フグ科には比較的多い体表の棘がマフグにはなく、なめらかな体表をしていることや、各ひれはやや黄色みを帯びており、胸びれの後方に黒い斑紋があることなどから、「ナシフグ」とよく間違われる。しかし、マフグは胸びれ後方にある暗色の斑点が白色で縁取られないことから見分けることができる。また、体側には、口元から伸びる、はっきりとした1本の黄色の縦縞があることも特徴的である。しかしマフグの体色は成長するにつれて全体の色素が薄くなることもある。体長は20cm~45cm程度でフグ科のなかでは中型の魚。

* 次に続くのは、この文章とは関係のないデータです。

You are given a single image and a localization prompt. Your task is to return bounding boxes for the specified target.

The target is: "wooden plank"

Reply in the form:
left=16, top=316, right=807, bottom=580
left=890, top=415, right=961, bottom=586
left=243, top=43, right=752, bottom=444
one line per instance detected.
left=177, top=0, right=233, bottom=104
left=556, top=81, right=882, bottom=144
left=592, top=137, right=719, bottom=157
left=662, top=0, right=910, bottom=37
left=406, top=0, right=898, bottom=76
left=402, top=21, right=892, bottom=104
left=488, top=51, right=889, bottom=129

透明感のある白身で、少し水っぽいが、クセもない。食べられるのは筋肉と精巣の部分のみだが、その美味しさから人気は高い。刺し身にする場合は、身が少し柔らかいので、さばいてから水分を取り、1日~2日ほどねかせたほうがよい。すると、身の食感も楽しむことができる。他にもふぐちりや、白子の串焼きや味噌汁など様々な調理法に合う。また、一夜干しや干物にすると水分が抜けて美味。手頃な価格で流通するので、大衆魚として食べられる。
マフグにはテトロドトキシンという毒が含まれており、マフグのほとんどの部分に毒がある。卵巣と肝臓は猛毒、皮膚と腸は強毒、筋肉と精巣は無毒となっている。症状は食後30分~3時間以内に痺れや麻痺症状が出る。麻痺症状は徐々に四肢にや全身に広がり、重症の場合は呼吸困難を引き起こし死に至る場合もある。フグ毒に対する解毒剤はないが、人工呼吸などの確実な処置を施せば延命はできる。調理する場合は専用の免許が必要であるので、注意が必要である。